Hi Every one,
I have configured an alert using cron expression (*/1 * * * *) schedule to run for every one minute. After saving the alert the next scheduled time is updated with current time +1 min. After executing the job after 1 minute, the next scheduled time is supposed to update for the next minute which is not happening. It is working fine until yesterday and suddenly this issue has occurred for all alerts.
Please help to resolve this friends.
You can always use * * * * * to schedule any search to run every minute, but in this case whenever search takes more than 1 minute to run it will start skipping the next run. It always better to keep a safe time interval between the searches.

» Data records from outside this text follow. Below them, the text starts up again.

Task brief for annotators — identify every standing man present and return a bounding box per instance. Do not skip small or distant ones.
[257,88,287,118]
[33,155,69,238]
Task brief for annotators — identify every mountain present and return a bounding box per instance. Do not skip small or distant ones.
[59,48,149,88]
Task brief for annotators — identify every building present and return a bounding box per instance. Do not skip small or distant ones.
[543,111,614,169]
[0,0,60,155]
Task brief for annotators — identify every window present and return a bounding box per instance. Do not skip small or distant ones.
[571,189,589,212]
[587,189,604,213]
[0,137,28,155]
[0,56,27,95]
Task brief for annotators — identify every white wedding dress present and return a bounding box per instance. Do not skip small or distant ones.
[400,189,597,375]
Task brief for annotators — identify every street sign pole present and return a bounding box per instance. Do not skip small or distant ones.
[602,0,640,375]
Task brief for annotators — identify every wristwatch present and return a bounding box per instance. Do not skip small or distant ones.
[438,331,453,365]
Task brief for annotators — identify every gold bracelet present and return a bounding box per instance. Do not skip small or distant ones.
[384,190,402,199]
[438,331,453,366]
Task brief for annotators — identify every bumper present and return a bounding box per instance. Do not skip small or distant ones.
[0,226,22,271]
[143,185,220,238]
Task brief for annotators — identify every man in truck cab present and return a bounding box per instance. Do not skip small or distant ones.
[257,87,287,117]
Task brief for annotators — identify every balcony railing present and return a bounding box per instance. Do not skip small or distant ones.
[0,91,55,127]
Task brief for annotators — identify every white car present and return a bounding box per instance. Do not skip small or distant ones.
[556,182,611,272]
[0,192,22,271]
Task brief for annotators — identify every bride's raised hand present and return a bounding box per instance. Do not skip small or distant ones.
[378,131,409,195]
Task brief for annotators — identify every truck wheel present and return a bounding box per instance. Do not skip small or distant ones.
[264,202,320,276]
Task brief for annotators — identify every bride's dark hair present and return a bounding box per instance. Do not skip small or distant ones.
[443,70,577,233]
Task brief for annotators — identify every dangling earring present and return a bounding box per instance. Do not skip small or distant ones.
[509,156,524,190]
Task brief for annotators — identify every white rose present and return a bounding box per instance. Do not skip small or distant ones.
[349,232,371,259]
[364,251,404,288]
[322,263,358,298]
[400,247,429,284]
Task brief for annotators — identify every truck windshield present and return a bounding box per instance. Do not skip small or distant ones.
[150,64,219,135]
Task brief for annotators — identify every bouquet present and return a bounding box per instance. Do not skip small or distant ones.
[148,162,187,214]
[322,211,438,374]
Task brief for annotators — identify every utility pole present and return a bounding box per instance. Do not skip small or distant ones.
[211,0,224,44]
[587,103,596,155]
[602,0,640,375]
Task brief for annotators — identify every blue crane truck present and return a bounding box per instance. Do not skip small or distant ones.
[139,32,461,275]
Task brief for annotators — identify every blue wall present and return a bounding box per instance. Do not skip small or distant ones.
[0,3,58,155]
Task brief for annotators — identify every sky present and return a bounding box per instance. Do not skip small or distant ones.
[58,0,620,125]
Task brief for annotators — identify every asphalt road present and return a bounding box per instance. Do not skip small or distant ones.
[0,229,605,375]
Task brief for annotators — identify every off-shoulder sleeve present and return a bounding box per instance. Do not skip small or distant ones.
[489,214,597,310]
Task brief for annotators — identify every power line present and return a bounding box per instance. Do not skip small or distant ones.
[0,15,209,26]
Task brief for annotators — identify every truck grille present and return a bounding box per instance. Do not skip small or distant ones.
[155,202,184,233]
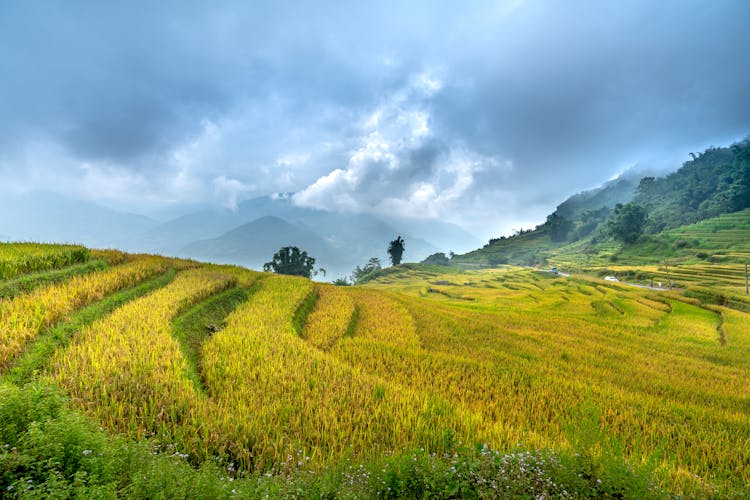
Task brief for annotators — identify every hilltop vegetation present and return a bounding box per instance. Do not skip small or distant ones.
[0,246,750,497]
[452,139,750,269]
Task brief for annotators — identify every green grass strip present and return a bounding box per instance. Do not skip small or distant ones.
[344,306,359,337]
[0,259,109,299]
[172,286,256,391]
[3,268,177,384]
[292,289,318,335]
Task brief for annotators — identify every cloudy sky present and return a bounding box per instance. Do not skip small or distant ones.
[0,0,750,238]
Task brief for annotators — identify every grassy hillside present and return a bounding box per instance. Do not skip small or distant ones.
[0,243,750,498]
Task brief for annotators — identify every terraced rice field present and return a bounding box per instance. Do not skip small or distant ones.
[0,243,750,495]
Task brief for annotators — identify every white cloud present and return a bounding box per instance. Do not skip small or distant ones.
[294,72,512,227]
[212,175,255,209]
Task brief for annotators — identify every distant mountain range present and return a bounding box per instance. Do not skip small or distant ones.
[0,193,480,278]
[0,192,159,250]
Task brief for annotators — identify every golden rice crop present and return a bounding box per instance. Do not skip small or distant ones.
[0,243,89,280]
[301,285,356,351]
[352,290,420,347]
[203,277,478,468]
[366,271,750,488]
[0,257,169,366]
[52,269,237,436]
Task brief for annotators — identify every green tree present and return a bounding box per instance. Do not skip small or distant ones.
[263,247,326,278]
[388,236,406,266]
[352,257,383,283]
[607,203,646,244]
[422,252,451,266]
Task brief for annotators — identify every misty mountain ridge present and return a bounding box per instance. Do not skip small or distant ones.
[0,192,480,277]
[0,191,159,250]
[453,139,750,265]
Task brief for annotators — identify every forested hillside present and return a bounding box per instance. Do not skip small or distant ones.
[452,139,750,266]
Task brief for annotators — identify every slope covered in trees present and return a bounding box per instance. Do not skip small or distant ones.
[452,139,750,266]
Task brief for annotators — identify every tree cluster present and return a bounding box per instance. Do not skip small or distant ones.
[263,247,326,278]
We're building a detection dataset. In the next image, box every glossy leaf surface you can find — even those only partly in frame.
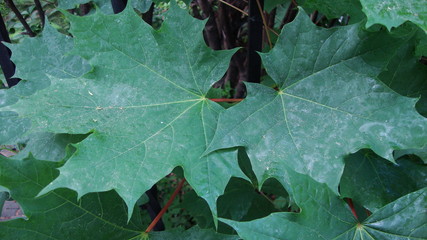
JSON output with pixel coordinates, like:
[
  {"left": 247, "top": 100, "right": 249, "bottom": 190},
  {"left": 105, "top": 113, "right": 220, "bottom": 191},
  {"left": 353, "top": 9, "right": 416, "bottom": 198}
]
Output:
[
  {"left": 1, "top": 6, "right": 243, "bottom": 217},
  {"left": 207, "top": 11, "right": 427, "bottom": 195},
  {"left": 340, "top": 150, "right": 427, "bottom": 212},
  {"left": 360, "top": 0, "right": 427, "bottom": 32},
  {"left": 221, "top": 170, "right": 427, "bottom": 240},
  {"left": 0, "top": 156, "right": 142, "bottom": 240}
]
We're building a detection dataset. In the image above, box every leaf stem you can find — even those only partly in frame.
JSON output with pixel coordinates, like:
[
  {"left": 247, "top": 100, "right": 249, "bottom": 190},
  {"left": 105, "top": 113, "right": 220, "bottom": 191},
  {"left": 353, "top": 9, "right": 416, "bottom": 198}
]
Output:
[
  {"left": 346, "top": 198, "right": 359, "bottom": 219},
  {"left": 219, "top": 0, "right": 249, "bottom": 16},
  {"left": 145, "top": 178, "right": 185, "bottom": 233},
  {"left": 4, "top": 0, "right": 36, "bottom": 37},
  {"left": 256, "top": 0, "right": 273, "bottom": 49},
  {"left": 34, "top": 0, "right": 45, "bottom": 27},
  {"left": 209, "top": 98, "right": 244, "bottom": 102}
]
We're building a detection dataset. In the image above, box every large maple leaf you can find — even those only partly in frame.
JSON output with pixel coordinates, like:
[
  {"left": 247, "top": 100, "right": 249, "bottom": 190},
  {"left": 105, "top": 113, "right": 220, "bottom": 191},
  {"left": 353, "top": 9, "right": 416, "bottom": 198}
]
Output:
[
  {"left": 0, "top": 24, "right": 90, "bottom": 146},
  {"left": 1, "top": 7, "right": 243, "bottom": 216},
  {"left": 221, "top": 168, "right": 427, "bottom": 240},
  {"left": 0, "top": 156, "right": 238, "bottom": 240},
  {"left": 207, "top": 8, "right": 427, "bottom": 195}
]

The results are not skipped, In my point of view the scheduler is hung and the next schedule time is not getting updated for alerts 😞
That is why my results are zero while using the following command "index=_internal sourcetype=scheduler app="postilion*" | timechart count by status"
Next scheduled time stops at this time 2018-08-14 17:00:00 CDT and until now it is not updated Check the splunkd logs no error from my applications
I have alerts on my Monitoring console for skipped searches. I alert to Slack.
I wrote about finding skipped searches: https://answers.splunk.com/answers/514181/skipped-searches-on-shc.html
Paul Lucas gave a great talk at .conf17 on the new scheduler (as well as at our SF Bay area splunk usergroup on August 8): https://conf.splunk.com/files/2017/slides/making-the-most-of-the-splunk-scheduler.pdf The skew feature looks very useful.
Did you try with "* * * * *" (five asterisk) in cron definition?
Yes, I have tired using 5* and "*/1 * * * *" as cron definition
So it was working yesterday and stopped working today? I'm willing to bet your searches are skipping because your hardware can't handle the load. You should look at the internal index to verify this
index=_internal sourcetype=scheduler status="skipped"
Agreed. Running alert every minute can sometimes use as much resources as real-time searches do. Also, what is the search you're using for this alert?
Hi,
I have checked this using the following command "index=_internal sourcetype=scheduler app="postilion*" | timechart count by status" for last 7 days, My results are 0 after 10th August'18 for skipped, continued and success status
Just to make sure we are checking everything, what does your Splunk environment look like? If you're running distributed, are you forwarding your search head logs to your indexers?